The Hebrew Bible’s oldest chapters– Genesis, Exodus, and even Judges purport to discuss events thousands of years ago. The custom in Western biblical scholarship is to date Abraham to e.g. 2000 B.C. This dating is based on nothing more than counting generations (“begats”) backward and assigning an arbitrary number of years to each generation. In fact, Genesis is replete with myths and assertions of people living hundreds of years, and was only historicized in this way by 19th century positivists.
But here is proof that the Bible was written late and projects later developments into the distant past: it alleges that people had domesticated camels four millennia ago in what is now Israel. And that assertion, folks, is simply not true. That is the finding of Sapir-Hen and Ben-Yosef.
E.g. Genesis 24: 64 says, “Rebekah lifted up her eyes, and when she saw Isaac she dismounted from the camel.” If this encounter happened circa 2026 BC, it was happening a thousand years before anyone was riding camels.
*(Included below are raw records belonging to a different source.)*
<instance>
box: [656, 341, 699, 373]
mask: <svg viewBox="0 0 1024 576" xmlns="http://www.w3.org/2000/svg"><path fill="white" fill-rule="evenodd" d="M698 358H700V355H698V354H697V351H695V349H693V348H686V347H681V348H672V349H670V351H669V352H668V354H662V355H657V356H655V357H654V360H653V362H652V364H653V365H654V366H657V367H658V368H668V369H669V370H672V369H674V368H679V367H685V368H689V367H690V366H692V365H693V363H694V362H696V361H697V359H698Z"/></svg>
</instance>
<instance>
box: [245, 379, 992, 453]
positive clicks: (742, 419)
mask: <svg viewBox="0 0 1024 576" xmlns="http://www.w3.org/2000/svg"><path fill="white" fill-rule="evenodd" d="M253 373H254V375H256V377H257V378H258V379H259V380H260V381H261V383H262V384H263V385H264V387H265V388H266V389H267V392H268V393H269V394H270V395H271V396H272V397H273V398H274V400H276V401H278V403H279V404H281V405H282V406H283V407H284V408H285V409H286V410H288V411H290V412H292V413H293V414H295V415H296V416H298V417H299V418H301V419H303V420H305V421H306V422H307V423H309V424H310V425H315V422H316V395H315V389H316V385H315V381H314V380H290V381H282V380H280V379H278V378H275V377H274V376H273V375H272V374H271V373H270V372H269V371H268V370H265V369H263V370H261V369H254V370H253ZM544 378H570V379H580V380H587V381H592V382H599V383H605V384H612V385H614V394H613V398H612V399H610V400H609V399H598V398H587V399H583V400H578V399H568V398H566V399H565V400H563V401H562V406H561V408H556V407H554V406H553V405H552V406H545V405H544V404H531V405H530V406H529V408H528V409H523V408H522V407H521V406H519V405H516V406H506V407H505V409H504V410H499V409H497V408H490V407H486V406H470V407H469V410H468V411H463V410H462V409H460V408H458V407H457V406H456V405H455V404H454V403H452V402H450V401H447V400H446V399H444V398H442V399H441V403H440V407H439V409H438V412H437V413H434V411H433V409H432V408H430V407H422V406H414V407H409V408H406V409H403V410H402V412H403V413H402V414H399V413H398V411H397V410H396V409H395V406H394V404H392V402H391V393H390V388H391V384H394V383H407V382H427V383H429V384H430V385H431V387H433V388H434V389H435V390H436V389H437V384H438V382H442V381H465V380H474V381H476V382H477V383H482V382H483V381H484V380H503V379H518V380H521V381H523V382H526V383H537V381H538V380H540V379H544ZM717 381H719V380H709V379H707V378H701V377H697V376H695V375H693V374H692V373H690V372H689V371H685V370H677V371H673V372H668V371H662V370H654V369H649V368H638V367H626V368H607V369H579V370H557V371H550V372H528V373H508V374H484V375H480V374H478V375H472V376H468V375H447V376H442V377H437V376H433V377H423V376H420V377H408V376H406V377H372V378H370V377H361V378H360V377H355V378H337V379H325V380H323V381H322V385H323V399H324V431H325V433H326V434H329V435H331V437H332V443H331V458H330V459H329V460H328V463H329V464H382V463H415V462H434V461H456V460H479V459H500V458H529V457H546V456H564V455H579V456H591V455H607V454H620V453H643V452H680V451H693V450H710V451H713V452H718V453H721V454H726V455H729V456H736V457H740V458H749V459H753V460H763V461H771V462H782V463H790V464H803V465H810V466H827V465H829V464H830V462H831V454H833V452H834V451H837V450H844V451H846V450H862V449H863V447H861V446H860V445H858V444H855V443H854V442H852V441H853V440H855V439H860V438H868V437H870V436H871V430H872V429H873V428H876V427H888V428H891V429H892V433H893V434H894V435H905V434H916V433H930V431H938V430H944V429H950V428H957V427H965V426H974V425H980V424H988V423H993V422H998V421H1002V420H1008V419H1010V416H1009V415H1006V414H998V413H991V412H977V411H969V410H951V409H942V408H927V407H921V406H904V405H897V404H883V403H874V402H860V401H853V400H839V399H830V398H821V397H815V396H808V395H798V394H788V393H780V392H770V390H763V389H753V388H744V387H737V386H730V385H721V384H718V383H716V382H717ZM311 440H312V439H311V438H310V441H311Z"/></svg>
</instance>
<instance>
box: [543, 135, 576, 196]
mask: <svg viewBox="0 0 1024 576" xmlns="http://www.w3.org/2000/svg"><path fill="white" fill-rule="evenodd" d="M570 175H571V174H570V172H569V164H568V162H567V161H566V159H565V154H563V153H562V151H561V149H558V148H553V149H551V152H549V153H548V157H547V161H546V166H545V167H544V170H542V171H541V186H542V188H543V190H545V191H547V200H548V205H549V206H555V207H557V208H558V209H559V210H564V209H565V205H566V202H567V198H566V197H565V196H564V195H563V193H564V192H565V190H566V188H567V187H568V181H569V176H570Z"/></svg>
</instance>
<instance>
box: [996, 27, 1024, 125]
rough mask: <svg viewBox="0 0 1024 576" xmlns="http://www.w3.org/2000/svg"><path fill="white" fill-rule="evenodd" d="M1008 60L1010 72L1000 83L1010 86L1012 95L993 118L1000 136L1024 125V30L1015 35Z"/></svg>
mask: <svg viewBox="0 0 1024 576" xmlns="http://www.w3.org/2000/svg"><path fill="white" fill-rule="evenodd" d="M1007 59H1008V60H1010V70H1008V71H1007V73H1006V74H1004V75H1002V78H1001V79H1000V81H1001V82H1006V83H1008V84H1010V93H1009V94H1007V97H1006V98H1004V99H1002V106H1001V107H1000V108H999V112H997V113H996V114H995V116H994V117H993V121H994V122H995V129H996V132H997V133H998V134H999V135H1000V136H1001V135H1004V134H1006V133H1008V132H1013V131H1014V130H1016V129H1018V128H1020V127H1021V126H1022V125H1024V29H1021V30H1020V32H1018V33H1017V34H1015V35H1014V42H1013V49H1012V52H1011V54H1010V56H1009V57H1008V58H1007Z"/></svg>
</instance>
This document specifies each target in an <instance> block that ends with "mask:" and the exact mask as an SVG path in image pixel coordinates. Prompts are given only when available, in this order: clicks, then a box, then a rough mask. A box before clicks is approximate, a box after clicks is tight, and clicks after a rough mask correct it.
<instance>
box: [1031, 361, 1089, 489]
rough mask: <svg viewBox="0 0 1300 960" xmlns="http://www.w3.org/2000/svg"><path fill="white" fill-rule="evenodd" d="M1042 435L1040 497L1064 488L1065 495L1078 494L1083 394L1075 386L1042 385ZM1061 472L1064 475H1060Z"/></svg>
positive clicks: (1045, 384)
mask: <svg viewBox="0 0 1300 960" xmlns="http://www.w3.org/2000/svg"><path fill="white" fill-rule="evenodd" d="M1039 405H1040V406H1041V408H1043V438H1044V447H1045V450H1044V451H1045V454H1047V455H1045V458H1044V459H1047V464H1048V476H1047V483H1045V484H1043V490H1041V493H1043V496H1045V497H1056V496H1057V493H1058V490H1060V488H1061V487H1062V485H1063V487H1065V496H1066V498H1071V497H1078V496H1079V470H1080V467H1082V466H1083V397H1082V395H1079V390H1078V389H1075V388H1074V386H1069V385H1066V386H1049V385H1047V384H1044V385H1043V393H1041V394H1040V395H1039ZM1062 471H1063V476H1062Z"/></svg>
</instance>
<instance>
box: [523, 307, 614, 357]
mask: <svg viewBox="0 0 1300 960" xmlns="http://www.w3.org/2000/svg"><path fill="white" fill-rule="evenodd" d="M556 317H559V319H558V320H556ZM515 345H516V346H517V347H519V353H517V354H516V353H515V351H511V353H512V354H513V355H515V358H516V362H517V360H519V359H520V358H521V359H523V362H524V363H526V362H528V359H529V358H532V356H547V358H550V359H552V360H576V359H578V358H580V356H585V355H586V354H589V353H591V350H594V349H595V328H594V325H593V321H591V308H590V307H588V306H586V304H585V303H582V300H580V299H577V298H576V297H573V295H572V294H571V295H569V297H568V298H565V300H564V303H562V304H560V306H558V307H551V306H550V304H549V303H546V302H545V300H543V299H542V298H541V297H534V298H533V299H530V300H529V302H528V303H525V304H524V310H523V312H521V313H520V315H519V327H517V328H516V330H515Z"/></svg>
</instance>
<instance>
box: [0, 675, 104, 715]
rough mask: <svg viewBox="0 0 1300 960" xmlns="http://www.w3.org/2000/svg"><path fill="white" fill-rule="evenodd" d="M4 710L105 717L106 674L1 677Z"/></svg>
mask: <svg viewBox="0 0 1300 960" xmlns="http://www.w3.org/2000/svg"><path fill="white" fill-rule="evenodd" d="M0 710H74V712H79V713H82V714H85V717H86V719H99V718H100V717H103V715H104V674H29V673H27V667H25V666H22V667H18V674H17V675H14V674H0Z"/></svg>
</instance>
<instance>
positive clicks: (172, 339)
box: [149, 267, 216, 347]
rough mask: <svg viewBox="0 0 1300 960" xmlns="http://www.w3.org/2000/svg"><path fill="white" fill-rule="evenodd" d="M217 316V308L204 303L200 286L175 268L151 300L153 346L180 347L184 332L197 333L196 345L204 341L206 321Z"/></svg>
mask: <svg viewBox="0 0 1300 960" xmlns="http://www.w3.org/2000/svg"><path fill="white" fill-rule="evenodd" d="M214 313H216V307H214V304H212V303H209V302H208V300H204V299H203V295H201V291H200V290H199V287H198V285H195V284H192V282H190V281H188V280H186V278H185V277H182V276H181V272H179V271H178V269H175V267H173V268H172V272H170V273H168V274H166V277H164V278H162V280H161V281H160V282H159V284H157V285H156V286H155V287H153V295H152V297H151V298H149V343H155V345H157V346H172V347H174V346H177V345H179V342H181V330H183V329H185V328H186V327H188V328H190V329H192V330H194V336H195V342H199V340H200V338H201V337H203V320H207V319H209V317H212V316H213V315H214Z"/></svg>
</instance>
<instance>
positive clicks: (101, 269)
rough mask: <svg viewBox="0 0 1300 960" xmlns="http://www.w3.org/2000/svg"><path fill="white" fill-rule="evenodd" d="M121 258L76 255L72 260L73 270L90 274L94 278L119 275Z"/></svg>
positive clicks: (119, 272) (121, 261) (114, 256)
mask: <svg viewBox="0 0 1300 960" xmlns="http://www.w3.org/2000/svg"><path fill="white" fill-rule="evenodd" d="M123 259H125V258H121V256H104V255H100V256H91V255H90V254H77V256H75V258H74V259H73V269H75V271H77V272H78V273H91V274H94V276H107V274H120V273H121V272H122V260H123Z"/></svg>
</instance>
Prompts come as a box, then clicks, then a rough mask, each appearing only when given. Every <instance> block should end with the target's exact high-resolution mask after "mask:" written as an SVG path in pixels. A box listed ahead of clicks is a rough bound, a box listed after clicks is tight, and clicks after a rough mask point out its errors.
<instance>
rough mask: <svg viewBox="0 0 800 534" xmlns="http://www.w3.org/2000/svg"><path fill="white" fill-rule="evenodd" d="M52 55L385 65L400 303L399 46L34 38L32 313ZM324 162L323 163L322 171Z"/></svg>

The archeologists’ digs near the Jordanian border find evidence of domesticated camels sort of 930-900 BC. But they don’t find that evidence in any settlements older than 930 BC. There is a pretty clear dividing line between the pre-domestic camel and post- domestic camel settlements.
Although it was likely based on previous oral tales, the Bible probably wasn’t written down in something like its present form until the Babylonian exile, 586-539 B.C. When those scribes reworked the folk tales of the Canaanites, they projected sixth-century BC realities back into the past. Thus, they had characters riding camels before they were domesticated. Riding a camel was taken for granted in 580 BC.
You might think this point is a minor one. But it demonstrates how the scribes worked. They projected recent things into the distant past.
Basically, the authors of the Bible assumed a lot of things that weren’t actually true. They were projecting their present-day realities into the distant past (like domesticated camels), because they had little working knowledge of the period they were writing about.
Disproving the Bible-as-written doesn’t disprove the existence of God, of course. But for my own part, it’s hard to take a book seriously as a source of moral authority when it’s riddled with these kinds of errors. I’m sure your mileage will vary, as the old saying goes.